In his latest interview on MSN, Dimensional’s co-founder David Booth discusses why value investing is not dead, and the value stocks comeback. Here’s an excerpt from the interview:
What moves should investors make right now?
Booth: If you say, “Well, what about the short term?” — trying to get on short-term market movements is more like gambling. The last year, if anything, has shown the tremendous cost of trying to time those things and not getting it right. At the end of March last year, a lot of people got out of the stock market and it has done over 60% since then.
You want to have a long-term focus, something you can stick with. People talk about the “new normal” all the time, and if we look somewhere in the future, it will be the next normal too. It’s about uncertainty and sources of uncertainty change over time but the marketplace does a really good job of sorting through that.
Is value investing really dead?
Booth: Over the long haul, research shows that value stocks on average outperform growth. We think there’s a good reason for that. It’s lower-priced stocks and basically the lower price you pay for something the higher the eventual return.

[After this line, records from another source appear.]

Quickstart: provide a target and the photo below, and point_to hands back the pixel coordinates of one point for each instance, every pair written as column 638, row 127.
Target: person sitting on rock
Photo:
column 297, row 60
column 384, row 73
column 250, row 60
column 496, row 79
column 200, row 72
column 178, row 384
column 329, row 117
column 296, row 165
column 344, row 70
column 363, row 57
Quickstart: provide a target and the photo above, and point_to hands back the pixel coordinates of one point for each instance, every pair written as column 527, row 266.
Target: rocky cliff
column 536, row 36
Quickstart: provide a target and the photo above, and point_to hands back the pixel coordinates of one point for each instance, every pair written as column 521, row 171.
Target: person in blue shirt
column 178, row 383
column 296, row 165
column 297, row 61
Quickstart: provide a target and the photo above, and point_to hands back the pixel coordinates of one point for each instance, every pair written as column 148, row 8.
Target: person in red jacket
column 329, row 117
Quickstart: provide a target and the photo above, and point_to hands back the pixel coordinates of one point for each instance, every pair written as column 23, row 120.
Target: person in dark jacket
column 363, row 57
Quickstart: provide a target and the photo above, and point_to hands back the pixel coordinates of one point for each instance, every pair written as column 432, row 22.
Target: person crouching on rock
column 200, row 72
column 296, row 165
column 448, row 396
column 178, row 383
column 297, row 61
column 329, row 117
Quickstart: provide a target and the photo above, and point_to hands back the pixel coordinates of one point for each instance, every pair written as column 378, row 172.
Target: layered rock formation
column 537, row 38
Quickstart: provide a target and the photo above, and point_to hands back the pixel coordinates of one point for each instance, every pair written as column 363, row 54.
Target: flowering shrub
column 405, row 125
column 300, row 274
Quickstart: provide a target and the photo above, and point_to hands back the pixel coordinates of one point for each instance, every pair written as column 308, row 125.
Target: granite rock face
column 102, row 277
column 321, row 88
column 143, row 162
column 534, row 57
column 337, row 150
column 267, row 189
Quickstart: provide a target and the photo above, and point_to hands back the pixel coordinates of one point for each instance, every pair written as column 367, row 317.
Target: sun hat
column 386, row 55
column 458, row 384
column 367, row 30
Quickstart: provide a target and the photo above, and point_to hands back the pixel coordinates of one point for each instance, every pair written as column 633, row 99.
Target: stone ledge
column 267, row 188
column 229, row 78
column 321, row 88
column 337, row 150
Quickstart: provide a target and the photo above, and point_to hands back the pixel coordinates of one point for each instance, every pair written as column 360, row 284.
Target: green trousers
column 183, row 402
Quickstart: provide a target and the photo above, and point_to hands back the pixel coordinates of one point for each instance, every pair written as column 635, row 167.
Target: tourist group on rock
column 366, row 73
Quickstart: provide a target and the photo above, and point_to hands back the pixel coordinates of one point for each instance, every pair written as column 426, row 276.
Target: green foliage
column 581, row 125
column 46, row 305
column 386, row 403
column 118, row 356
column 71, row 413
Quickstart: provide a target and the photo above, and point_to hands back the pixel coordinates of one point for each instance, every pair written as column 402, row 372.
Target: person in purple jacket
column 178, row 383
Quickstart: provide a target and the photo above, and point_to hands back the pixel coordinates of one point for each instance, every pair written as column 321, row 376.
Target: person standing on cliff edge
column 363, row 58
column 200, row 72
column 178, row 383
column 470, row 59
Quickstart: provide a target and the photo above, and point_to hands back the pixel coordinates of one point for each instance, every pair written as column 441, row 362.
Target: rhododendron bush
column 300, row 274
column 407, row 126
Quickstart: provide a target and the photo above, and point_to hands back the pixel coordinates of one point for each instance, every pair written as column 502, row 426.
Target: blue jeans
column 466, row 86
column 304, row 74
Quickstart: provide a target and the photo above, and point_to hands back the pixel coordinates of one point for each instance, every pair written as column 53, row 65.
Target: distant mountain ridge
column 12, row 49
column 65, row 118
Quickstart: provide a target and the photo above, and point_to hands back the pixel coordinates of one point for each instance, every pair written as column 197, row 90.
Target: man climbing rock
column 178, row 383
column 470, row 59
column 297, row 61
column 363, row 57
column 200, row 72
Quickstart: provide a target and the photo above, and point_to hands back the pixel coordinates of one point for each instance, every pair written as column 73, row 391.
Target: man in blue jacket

In the last few years it hasn’t been there — that’s kind of the nature of premiums in general. But over the last year, it’s been really quite different. Value has come back the way we think it ought to. At the end of the day, it’s always about uncertainty.
If there is no uncertainty about the future, then your investment return would be basically a money market, a riskless asset return. On one hand, people shrink away from uncertainty, naturally, and on the other hand, it’s uncertainty that creates the opportunity to do better than a money-market-type of fund.
During the first decade of this millennium, when value was doing really well, we didn’t shout our lungs out. If you’re a value investor you have to be prepared for those kinds of times when they’re going to underperform.